We continued to climb, stopping at each level of pristine
lake and falls to snap photos and wonder at the fairyland like area. The clay
steps grew steeper and more leaf covered, we trudged on, occasionally wondering
where we were headed apart from up. At long last we arrived at a glade of
sorts, turned a corner and there in the sunlight, before a small waterfall (not
the origin of the larger one we had just been admiring) stood a large grey ox.
Eyes staring nervously at us as we again gathered photographic evidence we had
been there and seen that, before turning around and heading back to the main
(and obvious) path.
Eventually we came across the ridge of the waterfall, wide
and about knee deep, we make for the other side, gingerly using the wooden
fence craftily and only just itself clinging to the edge of the falls. The
colors of the rock, grey blue, and the clear fresh waters rushing over bare
feet, gripping for hold in the path across the top.
At the other side we crane our necks, perched from the
outstretching arms of trees looking down into the waterfalls valley, we glimpse
people swimming in a hidden pool a ways below the top. So on we go,, in search
of this magical swimming spot. At the wooden stairs I walked right past the
sign saying ‘do not swimming’ in large white on blue. Another tourist told us
he saw the others head straight on across, rather than down as the stairs were
leading us. Hesitant moments later we were going straight on past that sign,
into the waterfall.
Bag and body getting drenched, clinging to the surprisingly
not so slippery rocks that maintain a serene color while water hurries over the
smooth curved surfaces, we made it through some of the main streams of water.
At roughly 300meters above where we started, we spied bags, shoes and other
signs of habitants. Over the lip of another rock we hear ‘jump, do a bomb’, and
so we did. Into the frigid starry blue water of a hidden, deep and breath
taking (literally got winded from that jump) pool.

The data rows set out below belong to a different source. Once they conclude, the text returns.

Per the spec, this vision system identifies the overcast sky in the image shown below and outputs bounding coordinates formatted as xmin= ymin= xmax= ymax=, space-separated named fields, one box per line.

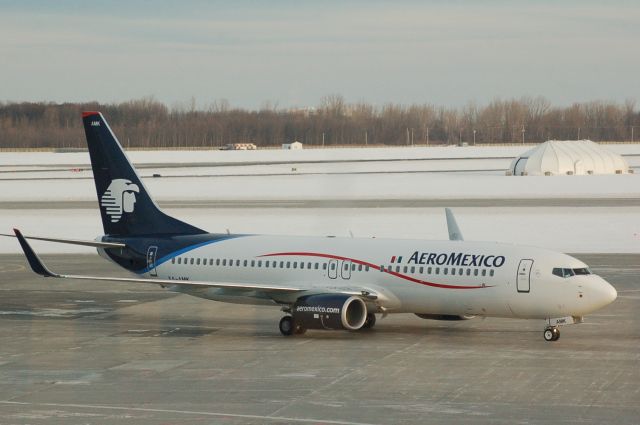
xmin=1 ymin=0 xmax=638 ymax=109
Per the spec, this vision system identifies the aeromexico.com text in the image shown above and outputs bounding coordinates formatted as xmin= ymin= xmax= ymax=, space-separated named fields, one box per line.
xmin=407 ymin=251 xmax=506 ymax=268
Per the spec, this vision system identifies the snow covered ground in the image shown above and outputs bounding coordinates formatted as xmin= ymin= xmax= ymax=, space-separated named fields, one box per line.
xmin=1 ymin=145 xmax=639 ymax=254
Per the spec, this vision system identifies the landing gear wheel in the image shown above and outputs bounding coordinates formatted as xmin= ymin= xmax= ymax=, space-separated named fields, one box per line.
xmin=544 ymin=327 xmax=560 ymax=342
xmin=362 ymin=313 xmax=377 ymax=329
xmin=279 ymin=316 xmax=294 ymax=336
xmin=293 ymin=323 xmax=307 ymax=335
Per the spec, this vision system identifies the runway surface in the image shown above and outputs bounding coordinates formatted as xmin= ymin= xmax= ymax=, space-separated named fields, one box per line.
xmin=0 ymin=253 xmax=638 ymax=424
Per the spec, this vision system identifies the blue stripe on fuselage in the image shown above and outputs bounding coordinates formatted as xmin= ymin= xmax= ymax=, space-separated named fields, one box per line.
xmin=136 ymin=234 xmax=246 ymax=275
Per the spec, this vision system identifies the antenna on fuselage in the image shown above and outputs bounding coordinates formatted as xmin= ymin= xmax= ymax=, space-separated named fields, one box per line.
xmin=445 ymin=208 xmax=464 ymax=241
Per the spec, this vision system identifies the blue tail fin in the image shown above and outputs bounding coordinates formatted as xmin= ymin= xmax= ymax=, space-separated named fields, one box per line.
xmin=82 ymin=112 xmax=205 ymax=236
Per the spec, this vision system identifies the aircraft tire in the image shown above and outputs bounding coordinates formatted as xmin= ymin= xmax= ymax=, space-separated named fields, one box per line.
xmin=362 ymin=313 xmax=376 ymax=329
xmin=543 ymin=328 xmax=555 ymax=342
xmin=552 ymin=327 xmax=560 ymax=341
xmin=279 ymin=316 xmax=295 ymax=336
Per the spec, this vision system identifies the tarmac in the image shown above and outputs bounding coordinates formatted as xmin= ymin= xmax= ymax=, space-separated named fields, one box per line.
xmin=0 ymin=253 xmax=638 ymax=424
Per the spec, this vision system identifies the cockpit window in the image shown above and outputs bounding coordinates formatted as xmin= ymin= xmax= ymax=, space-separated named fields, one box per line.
xmin=552 ymin=267 xmax=592 ymax=278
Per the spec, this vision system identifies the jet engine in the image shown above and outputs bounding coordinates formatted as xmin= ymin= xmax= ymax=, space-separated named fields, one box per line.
xmin=292 ymin=294 xmax=367 ymax=330
xmin=415 ymin=314 xmax=475 ymax=321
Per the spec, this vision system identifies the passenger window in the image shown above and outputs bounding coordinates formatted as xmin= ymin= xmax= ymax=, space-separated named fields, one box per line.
xmin=435 ymin=267 xmax=440 ymax=274
xmin=323 ymin=263 xmax=327 ymax=270
xmin=451 ymin=268 xmax=456 ymax=275
xmin=482 ymin=269 xmax=486 ymax=276
xmin=190 ymin=258 xmax=194 ymax=265
xmin=216 ymin=259 xmax=220 ymax=266
xmin=395 ymin=266 xmax=400 ymax=272
xmin=280 ymin=261 xmax=284 ymax=268
xmin=315 ymin=263 xmax=319 ymax=270
xmin=352 ymin=264 xmax=356 ymax=271
xmin=257 ymin=260 xmax=262 ymax=267
xmin=293 ymin=262 xmax=297 ymax=269
xmin=171 ymin=258 xmax=175 ymax=264
xmin=250 ymin=260 xmax=255 ymax=267
xmin=474 ymin=269 xmax=478 ymax=276
xmin=459 ymin=268 xmax=463 ymax=275
xmin=419 ymin=267 xmax=424 ymax=274
xmin=466 ymin=269 xmax=471 ymax=276
xmin=358 ymin=264 xmax=363 ymax=271
xmin=243 ymin=260 xmax=248 ymax=267
xmin=236 ymin=260 xmax=240 ymax=266
xmin=444 ymin=268 xmax=448 ymax=275
xmin=176 ymin=258 xmax=180 ymax=264
xmin=380 ymin=265 xmax=385 ymax=272
xmin=222 ymin=259 xmax=226 ymax=266
xmin=308 ymin=262 xmax=312 ymax=269
xmin=427 ymin=267 xmax=432 ymax=274
xmin=410 ymin=266 xmax=415 ymax=273
xmin=365 ymin=266 xmax=370 ymax=271
xmin=403 ymin=266 xmax=408 ymax=273
xmin=489 ymin=270 xmax=495 ymax=277
xmin=300 ymin=262 xmax=305 ymax=269
xmin=273 ymin=261 xmax=277 ymax=267
xmin=209 ymin=259 xmax=213 ymax=266
xmin=265 ymin=261 xmax=269 ymax=268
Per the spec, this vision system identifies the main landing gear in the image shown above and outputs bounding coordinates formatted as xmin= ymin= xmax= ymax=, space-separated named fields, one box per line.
xmin=362 ymin=313 xmax=377 ymax=330
xmin=279 ymin=316 xmax=306 ymax=336
xmin=543 ymin=326 xmax=560 ymax=342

After spending a while soaking in the surroundings, we made
our way back to our soaked bags and back to the stairs. Shivering and elated at
our adventure, we walked back to the main viewing area, necks bent looking up
into the curtains of water fidning where we had just been, a mere dot in the
distance looking up at a multitude of waterfalls.

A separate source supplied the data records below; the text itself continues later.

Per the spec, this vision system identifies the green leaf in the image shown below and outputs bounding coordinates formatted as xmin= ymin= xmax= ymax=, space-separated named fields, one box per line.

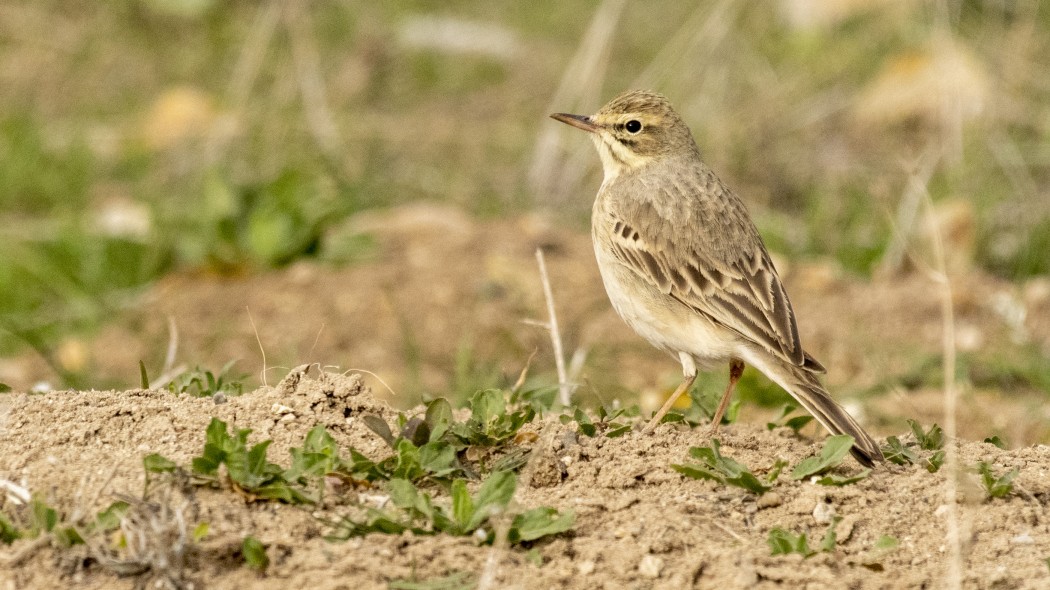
xmin=766 ymin=459 xmax=787 ymax=484
xmin=138 ymin=360 xmax=150 ymax=389
xmin=193 ymin=522 xmax=210 ymax=542
xmin=29 ymin=497 xmax=58 ymax=536
xmin=816 ymin=469 xmax=871 ymax=486
xmin=418 ymin=441 xmax=458 ymax=478
xmin=424 ymin=398 xmax=454 ymax=442
xmin=470 ymin=389 xmax=505 ymax=426
xmin=881 ymin=436 xmax=919 ymax=466
xmin=388 ymin=478 xmax=434 ymax=523
xmin=252 ymin=481 xmax=313 ymax=504
xmin=791 ymin=435 xmax=855 ymax=480
xmin=924 ymin=450 xmax=946 ymax=473
xmin=907 ymin=420 xmax=945 ymax=450
xmin=984 ymin=435 xmax=1007 ymax=449
xmin=392 ymin=439 xmax=423 ymax=481
xmin=468 ymin=471 xmax=516 ymax=531
xmin=672 ymin=440 xmax=773 ymax=495
xmin=768 ymin=527 xmax=814 ymax=557
xmin=573 ymin=408 xmax=595 ymax=437
xmin=819 ymin=516 xmax=842 ymax=553
xmin=0 ymin=383 xmax=11 ymax=393
xmin=92 ymin=501 xmax=130 ymax=532
xmin=400 ymin=418 xmax=431 ymax=448
xmin=193 ymin=417 xmax=235 ymax=475
xmin=874 ymin=535 xmax=899 ymax=550
xmin=451 ymin=480 xmax=473 ymax=531
xmin=509 ymin=507 xmax=575 ymax=543
xmin=0 ymin=513 xmax=21 ymax=544
xmin=784 ymin=415 xmax=814 ymax=434
xmin=53 ymin=526 xmax=84 ymax=547
xmin=605 ymin=424 xmax=632 ymax=438
xmin=977 ymin=462 xmax=1018 ymax=499
xmin=363 ymin=415 xmax=396 ymax=448
xmin=242 ymin=536 xmax=269 ymax=571
xmin=143 ymin=453 xmax=178 ymax=473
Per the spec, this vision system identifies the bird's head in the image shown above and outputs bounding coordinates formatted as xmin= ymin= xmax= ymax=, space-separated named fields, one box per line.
xmin=551 ymin=90 xmax=698 ymax=179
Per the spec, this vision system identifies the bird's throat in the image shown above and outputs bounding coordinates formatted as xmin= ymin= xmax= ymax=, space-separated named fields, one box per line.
xmin=593 ymin=134 xmax=649 ymax=183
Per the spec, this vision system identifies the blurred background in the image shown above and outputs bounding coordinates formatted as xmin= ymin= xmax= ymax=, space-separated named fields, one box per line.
xmin=1 ymin=1 xmax=1048 ymax=442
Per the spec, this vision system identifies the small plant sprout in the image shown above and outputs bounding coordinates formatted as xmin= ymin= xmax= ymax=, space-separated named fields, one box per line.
xmin=241 ymin=536 xmax=269 ymax=572
xmin=671 ymin=439 xmax=782 ymax=495
xmin=983 ymin=435 xmax=1007 ymax=449
xmin=976 ymin=462 xmax=1019 ymax=499
xmin=791 ymin=435 xmax=860 ymax=482
xmin=880 ymin=420 xmax=947 ymax=472
xmin=166 ymin=361 xmax=245 ymax=398
xmin=766 ymin=403 xmax=814 ymax=435
xmin=767 ymin=528 xmax=813 ymax=557
xmin=768 ymin=517 xmax=841 ymax=558
xmin=327 ymin=471 xmax=573 ymax=546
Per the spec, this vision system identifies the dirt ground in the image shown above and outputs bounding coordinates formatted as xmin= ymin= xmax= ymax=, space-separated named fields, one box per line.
xmin=1 ymin=370 xmax=1049 ymax=589
xmin=2 ymin=206 xmax=1050 ymax=588
xmin=4 ymin=204 xmax=1050 ymax=442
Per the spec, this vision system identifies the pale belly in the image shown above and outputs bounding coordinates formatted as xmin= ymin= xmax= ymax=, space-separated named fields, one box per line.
xmin=592 ymin=239 xmax=739 ymax=372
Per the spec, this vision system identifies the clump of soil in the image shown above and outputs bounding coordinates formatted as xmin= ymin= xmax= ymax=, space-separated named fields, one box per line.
xmin=1 ymin=369 xmax=1048 ymax=589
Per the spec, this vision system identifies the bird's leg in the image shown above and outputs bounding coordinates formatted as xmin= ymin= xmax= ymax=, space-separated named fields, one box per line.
xmin=708 ymin=358 xmax=745 ymax=435
xmin=642 ymin=373 xmax=697 ymax=433
xmin=642 ymin=353 xmax=698 ymax=433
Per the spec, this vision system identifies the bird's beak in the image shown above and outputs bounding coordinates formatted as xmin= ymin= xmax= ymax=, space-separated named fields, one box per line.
xmin=550 ymin=113 xmax=598 ymax=133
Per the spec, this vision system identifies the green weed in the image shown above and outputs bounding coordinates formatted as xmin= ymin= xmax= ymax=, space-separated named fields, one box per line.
xmin=791 ymin=435 xmax=857 ymax=480
xmin=327 ymin=470 xmax=573 ymax=546
xmin=671 ymin=439 xmax=783 ymax=495
xmin=766 ymin=403 xmax=814 ymax=435
xmin=881 ymin=420 xmax=945 ymax=473
xmin=976 ymin=462 xmax=1018 ymax=499
xmin=165 ymin=362 xmax=245 ymax=398
xmin=241 ymin=536 xmax=269 ymax=572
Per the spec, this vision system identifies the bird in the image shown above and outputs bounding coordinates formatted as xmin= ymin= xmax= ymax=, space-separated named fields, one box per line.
xmin=550 ymin=90 xmax=883 ymax=467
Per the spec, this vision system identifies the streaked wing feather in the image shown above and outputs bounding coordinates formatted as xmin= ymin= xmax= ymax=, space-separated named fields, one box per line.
xmin=608 ymin=216 xmax=806 ymax=367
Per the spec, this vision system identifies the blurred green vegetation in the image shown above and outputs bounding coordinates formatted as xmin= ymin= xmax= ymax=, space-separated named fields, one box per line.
xmin=1 ymin=1 xmax=1048 ymax=392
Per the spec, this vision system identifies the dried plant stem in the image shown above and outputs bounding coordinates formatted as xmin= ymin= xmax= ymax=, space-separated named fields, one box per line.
xmin=921 ymin=177 xmax=963 ymax=590
xmin=528 ymin=0 xmax=624 ymax=201
xmin=535 ymin=248 xmax=571 ymax=406
xmin=247 ymin=306 xmax=268 ymax=387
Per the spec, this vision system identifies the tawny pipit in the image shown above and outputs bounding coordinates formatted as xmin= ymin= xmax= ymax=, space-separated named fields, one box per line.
xmin=552 ymin=90 xmax=883 ymax=467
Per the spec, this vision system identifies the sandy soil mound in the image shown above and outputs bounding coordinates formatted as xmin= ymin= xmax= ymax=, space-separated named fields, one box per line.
xmin=1 ymin=369 xmax=1048 ymax=589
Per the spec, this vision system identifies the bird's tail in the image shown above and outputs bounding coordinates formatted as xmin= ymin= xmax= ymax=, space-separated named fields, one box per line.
xmin=750 ymin=354 xmax=884 ymax=467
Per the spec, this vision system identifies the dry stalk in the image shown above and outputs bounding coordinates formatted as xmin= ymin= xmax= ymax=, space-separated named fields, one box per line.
xmin=923 ymin=185 xmax=963 ymax=590
xmin=534 ymin=248 xmax=571 ymax=407
xmin=284 ymin=2 xmax=344 ymax=160
xmin=528 ymin=0 xmax=624 ymax=202
xmin=876 ymin=153 xmax=939 ymax=277
xmin=246 ymin=306 xmax=268 ymax=387
xmin=930 ymin=4 xmax=965 ymax=586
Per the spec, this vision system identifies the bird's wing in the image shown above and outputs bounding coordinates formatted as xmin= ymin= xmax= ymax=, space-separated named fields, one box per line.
xmin=605 ymin=204 xmax=822 ymax=371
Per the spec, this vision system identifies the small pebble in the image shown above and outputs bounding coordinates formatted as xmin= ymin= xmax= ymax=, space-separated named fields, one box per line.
xmin=813 ymin=500 xmax=836 ymax=524
xmin=212 ymin=393 xmax=227 ymax=405
xmin=638 ymin=555 xmax=663 ymax=578
xmin=577 ymin=560 xmax=596 ymax=575
xmin=1011 ymin=533 xmax=1034 ymax=544
xmin=756 ymin=492 xmax=782 ymax=509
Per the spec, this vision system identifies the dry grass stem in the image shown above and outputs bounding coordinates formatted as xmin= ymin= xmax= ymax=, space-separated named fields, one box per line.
xmin=534 ymin=248 xmax=571 ymax=406
xmin=285 ymin=3 xmax=344 ymax=161
xmin=920 ymin=168 xmax=963 ymax=590
xmin=528 ymin=0 xmax=624 ymax=202
xmin=247 ymin=306 xmax=268 ymax=387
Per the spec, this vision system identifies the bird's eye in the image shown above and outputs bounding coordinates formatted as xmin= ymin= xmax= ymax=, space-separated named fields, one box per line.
xmin=625 ymin=120 xmax=642 ymax=134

The journey back was quick with pretty views and a mellow
sky. Everything about laos emanates a cruisiness in life that reminds me of
small kiwi towns. We met up with a few people for dinner, chatting away with
ausies and brits, getting recognized as the girl from Dali by other travelers,
and finding the bad music at bars around town to be a good reason for an early
night and a way to save money by avoiding it.